Create a Vector Index

To query embeddings, you need to create a vector index. A vector index significantly increases the speed of similarity searches by pre-computing the similarity between vectors and storing them in the index.

In this lesson, you will create vector indexes on the embedding property of the Question and Answer nodes.

Create the Question Index

You will use the CREATE VECTOR INDEX Cypher statement to create the index:

cypher
CREATE VECTOR INDEX Syntax
CREATE VECTOR INDEX [index_name] [IF NOT EXISTS]
FOR (n:LabelName)
ON (n.propertyName)
OPTIONS "{" option: value[, ...] "}"

CREATE VECTOR INDEX expects the following parameters:

  • index_name - The name of the index

  • LabelName - The node label on which to index

  • propertyName - The property on which to index

  • OPTIONS - The options for the index, where you can specify:

    • vector.dimensions - The dimension of the embedding e.g. OpenAI embeddings consist of 1536 dimensions.

    • vector.similarity_function - The similarity function to use when comparing values in this index - this can be euclidean or cosine.

Review and run the following Cypher to create the vector index:

cypher
Create the vector index
CREATE VECTOR INDEX questions IF NOT EXISTS
FOR (q:Question)
ON q.embedding
OPTIONS {indexConfig: {
 `vector.dimensions`: 1536,
 `vector.similarity_function`: 'cosine'
}}

Note that the index is called questions, is against the Question label, and is on the .embedding property. The vector.dimensions is 1536 (as used by OpenAI) and the vector.similarity_function is cosine. The IF NOT EXISTS clause ensures that the statement only creates the index if it does not already exist.

Run the statement to create the index.

Choosing a Similarity Function

Generally, cosine will perform best for text embeddings, but you may want to experiment with other functions.

You can read more about similarity functions in the documentation.

Typically, you will choose a similarity function closest to the loss function used when training the embedding model. You should refer to the model’s documentation for more information.

Check the index creation status

The index will be updated asynchronously.
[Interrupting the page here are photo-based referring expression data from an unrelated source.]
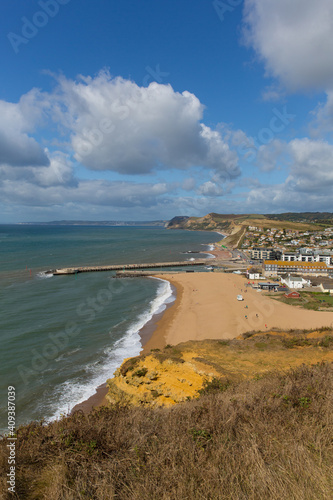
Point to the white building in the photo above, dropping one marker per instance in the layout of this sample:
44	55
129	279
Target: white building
295	282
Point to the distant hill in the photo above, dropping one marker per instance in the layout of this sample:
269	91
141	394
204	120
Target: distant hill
231	223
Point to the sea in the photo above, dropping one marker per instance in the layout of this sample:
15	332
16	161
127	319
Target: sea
64	336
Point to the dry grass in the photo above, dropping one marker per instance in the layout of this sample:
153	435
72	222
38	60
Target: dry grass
264	439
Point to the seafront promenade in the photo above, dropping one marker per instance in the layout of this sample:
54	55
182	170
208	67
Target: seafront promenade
124	267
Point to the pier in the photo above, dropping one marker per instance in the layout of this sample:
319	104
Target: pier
125	267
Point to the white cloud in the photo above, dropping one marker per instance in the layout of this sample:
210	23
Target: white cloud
308	186
210	188
117	125
17	121
294	39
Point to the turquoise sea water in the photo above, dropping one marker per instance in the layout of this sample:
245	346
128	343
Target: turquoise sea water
63	336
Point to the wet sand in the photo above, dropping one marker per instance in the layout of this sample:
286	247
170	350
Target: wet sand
206	307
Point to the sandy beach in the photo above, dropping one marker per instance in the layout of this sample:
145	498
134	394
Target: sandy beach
206	307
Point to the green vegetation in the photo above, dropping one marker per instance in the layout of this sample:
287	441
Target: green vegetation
229	222
269	438
314	301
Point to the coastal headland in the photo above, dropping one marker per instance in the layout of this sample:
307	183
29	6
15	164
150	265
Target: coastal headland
207	309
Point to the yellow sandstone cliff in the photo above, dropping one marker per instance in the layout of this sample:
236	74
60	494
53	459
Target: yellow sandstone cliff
164	378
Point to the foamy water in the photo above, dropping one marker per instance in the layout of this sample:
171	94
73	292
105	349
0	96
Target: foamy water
51	379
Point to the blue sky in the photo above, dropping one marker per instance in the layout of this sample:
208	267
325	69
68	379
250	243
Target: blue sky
147	110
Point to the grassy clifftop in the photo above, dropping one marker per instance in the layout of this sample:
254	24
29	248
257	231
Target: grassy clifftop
265	437
231	223
176	374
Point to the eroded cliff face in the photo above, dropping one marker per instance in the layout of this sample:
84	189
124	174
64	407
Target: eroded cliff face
159	379
170	376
You can check the status of the index population using the SHOW INDEXES statement:

Check that you created the index successfully using the SHOW INDEXES command.

cypher
Show Indexes
SHOW INDEXES WHERE type = "VECTOR"

You should see a result similar to the following:

Understand and search unstructured data using vector indexesShow Indexes Result

id

name

state

populationPercent

type

1

"questions"

"ONLINE"

100.0

"VECTOR"

Once the state is listed as online, the index will be ready to query.
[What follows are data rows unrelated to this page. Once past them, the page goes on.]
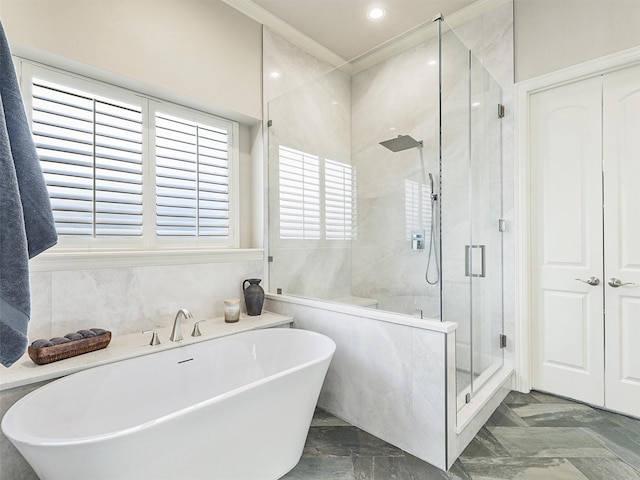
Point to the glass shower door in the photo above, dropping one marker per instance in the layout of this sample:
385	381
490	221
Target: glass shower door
485	211
471	200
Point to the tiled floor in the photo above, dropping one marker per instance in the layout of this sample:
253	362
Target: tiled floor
530	437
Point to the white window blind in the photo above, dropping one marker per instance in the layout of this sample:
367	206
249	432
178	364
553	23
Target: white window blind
128	172
417	201
90	149
192	178
340	201
299	191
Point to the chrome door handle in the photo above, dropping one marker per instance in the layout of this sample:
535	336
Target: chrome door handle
616	282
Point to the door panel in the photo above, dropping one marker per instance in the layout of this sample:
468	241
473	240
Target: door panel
566	176
621	149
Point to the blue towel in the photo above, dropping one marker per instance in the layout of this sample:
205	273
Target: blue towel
26	221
The populationPercentage field indicates the proportion of node and property pairing.

When the populationPercentage is 100.0, all the question embeddings have been indexed.

Check Your Understanding

Create Vector Index

Your task is to create a vector index on authors' biographies.

The database contains Author nodes that have name, biography, and biographyEmbedding properties.
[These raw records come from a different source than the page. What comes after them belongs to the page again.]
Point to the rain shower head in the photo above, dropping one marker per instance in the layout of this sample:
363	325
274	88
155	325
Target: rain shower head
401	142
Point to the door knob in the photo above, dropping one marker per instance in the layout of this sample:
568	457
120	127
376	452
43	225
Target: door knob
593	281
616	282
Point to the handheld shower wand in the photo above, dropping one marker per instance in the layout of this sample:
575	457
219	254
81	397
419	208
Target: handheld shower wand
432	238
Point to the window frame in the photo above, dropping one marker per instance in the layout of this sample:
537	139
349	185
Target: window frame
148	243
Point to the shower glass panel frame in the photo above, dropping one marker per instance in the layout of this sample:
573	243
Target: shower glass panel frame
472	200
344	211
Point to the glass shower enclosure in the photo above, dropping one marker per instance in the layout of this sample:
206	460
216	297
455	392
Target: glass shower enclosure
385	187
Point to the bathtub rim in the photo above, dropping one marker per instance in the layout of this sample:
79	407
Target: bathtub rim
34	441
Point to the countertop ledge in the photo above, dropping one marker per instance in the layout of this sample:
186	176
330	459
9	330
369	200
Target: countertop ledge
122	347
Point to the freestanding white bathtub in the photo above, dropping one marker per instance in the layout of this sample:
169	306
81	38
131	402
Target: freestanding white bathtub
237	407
The biographyEmbedding property is a vector representation of the biography.

Select the correct syntax to create the vector index.

cypher
CREATE VECTOR INDEX authors IF NOT EXISTS
/*select:FOR (a:Author) ON a.biographyEmbedding*/
OPTIONS {indexConfig: {
 `vector.dimensions`: 1536,
 `vector.similarity_function`: 'cosine'
}}
  • FOR (a:Author) ON a.biography

  • FOR (a:Author) ON a.embedding

  • FOR (a:Author) ON a.biographyEmbedding

Hint

Embeddings are vectors that represent the data. You create the vector index on the embedding of the biography.

Solution

You create the vector index on the biographyEmbedding property of the Author nodes.

cypher
CREATE VECTOR INDEX authors IF NOT EXISTS
FOR (a:Author) ON a.biographyEmbedding

Lesson Summary

In this lesson, you learned how to create a vector index using the CREATE VECTOR INDEX Cypher statement.

In the next lesson, you will use what you have learned to create a vector index for the Answer nodes.